Preservation of Scholarship: The Digital Dilemma

Clifford Lynch and Deanna Marcum

Digital documents are far from eternal. Anyone who has ever stared at a computer screen full of gibberish when trying to open a document created in an early word-processing program, or looked in vain for the slot on a computer that accepts floppy disks from a previous era, knows firsthand about the limited lifetimes of digital storage media. For the most part, higher education faculty and administrators have high expectations for long-term access to digital materials, based on their experience with the paper model. Yet today technology has moved us well beyond that model, giving rise to pressing issues and concerns about the preservation of digital scholarship. Deanna Marcum, president of the Council on Library and Information Resources, and Clifford Lynch, director of the Coalition for Networked Information, discuss the scope of these issues and some promising responses to them.

The Problem

Jeff Rothenberg, a computer scientist at Rand, has written, “Digital documents last forever—or five years, whichever comes first.” He explains that digital documents dependent on obsolete hardware or software to run are hostage to their own encoding. They become unreadable unless they are “refreshed”—copied onto new, updated media—with disturbing frequency.

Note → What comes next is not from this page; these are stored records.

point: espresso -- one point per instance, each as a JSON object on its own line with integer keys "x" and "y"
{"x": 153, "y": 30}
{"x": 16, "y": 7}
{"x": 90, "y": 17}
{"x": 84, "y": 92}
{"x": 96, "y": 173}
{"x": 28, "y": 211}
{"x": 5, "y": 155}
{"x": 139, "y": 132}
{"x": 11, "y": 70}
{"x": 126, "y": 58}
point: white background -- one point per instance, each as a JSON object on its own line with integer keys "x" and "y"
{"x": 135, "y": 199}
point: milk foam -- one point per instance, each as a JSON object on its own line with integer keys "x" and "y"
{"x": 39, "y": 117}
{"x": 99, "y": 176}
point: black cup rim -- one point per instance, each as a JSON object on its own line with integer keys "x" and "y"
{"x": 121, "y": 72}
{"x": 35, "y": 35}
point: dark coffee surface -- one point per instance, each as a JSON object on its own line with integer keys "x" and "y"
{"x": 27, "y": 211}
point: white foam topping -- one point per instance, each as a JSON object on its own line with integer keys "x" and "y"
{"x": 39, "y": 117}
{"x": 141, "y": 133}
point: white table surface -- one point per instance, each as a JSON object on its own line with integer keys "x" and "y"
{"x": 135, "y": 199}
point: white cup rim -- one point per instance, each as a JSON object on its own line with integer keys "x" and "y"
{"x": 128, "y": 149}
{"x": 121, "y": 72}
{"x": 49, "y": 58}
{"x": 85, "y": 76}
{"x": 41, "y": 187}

Librarians started to recognize the digital preservation problem when journals began distributing their articles in electronic form a decade or so ago. Publishers stopped selling journals to libraries. Instead, they licensed the electronic content to libraries so that the information could be made available to members of the campus community. The journal was no longer a well-defined entity, but rather a database that could be configured at the point of use to display the article of interest to a reader. Librarians began to ask publishers about their plans for ensuring that these electronic materials would be available in the future, always worrying about the eventuality that the publishing house would be bought by another, would go out of business, or would drop a particular journal.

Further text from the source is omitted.